A meta-analysis, which included discovery and replication samples, confirmed that ten bacterial genera were significantly correlated with AD [73]. Among these, four genera were significantly associated with the APOE rs429358 risk allele, either as protective or risk factors for AD. Importantly, the pro-inflammatory genus Collinsella, identified as a risk factor for AD, exhibited a positive correlation with the APOE rs429358 risk allele across both sample sets. These findings indicate that the influence of host genetic factors on the abundance of these ten genera is significantly correlated with AD, suggesting that these genera could serve as potential biomarkers and therapeutic targets for the disease [73]. Another recent meta-analysis showed that, at the phylum level, the relative abundance of Firmicutes was significantly lower in AD patients compared to healthy controls [74]. Conversely, the relative abundance of Bacteroidetes was significantly higher in patients with MCI than in healthy controls [74]. Collectively, these findings highlight gut microbiota abnormalities associated with AD.
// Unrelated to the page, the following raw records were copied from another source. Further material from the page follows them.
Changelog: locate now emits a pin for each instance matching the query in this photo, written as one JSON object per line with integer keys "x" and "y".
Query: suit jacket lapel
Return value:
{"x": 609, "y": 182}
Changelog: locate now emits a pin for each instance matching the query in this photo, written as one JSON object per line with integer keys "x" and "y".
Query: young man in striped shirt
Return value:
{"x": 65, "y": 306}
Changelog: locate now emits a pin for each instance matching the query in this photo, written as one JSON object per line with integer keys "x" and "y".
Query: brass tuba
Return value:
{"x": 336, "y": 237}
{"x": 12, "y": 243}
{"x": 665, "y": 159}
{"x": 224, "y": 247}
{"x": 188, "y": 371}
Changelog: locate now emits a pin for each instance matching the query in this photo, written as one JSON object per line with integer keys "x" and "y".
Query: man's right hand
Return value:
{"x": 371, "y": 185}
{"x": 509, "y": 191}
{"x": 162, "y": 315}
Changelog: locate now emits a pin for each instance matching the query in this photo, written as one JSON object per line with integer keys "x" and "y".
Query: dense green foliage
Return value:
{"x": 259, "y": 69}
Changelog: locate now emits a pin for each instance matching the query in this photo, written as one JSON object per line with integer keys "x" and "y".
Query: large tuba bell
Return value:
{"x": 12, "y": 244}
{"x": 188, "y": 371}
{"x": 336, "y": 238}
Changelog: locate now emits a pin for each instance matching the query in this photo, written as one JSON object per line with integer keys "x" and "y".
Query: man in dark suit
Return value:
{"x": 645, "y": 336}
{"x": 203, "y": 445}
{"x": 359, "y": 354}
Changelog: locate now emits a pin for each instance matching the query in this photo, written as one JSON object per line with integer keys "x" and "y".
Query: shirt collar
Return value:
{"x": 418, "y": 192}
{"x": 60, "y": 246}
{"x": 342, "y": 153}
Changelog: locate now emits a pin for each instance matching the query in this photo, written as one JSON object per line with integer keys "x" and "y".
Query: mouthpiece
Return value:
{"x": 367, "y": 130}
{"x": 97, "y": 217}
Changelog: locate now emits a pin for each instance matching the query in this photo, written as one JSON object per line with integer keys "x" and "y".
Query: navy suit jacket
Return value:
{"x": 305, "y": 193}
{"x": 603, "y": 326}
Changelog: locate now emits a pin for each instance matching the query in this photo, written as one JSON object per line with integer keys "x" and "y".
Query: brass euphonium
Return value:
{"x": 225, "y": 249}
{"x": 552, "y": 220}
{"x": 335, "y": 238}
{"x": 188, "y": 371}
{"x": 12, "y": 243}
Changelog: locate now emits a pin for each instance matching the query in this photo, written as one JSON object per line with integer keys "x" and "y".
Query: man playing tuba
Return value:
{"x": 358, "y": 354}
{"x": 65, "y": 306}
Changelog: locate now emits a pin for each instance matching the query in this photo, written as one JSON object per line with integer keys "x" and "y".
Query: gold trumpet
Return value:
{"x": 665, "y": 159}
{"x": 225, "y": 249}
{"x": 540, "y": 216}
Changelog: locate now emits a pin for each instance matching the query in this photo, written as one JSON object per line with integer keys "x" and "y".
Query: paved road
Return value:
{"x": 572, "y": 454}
PD is a neurodegenerative disorder primarily characterized by motor symptoms, including tremors, rigidity, bradykinesia, and postural instability. Notably, a significant number of PD patients experience GI symptoms, such as constipation, well before the onset of motor symptoms. This suggests that alterations in gut motility could be linked to gut microbiota dysbiosis. A protein named α-synuclein accumulates in the brains of PD patients, forming aggregates termed Lewy bodies. Interestingly, these protein aggregates are also found in the enteric nervous system (the nerve of the gut). Current hypotheses suggest that pathologic α-synuclein may originate in the gut and subsequently migrate to the brain via the vagus nerve, thereby contributing to the pathology of PD [60, 71, 75,76,77,78].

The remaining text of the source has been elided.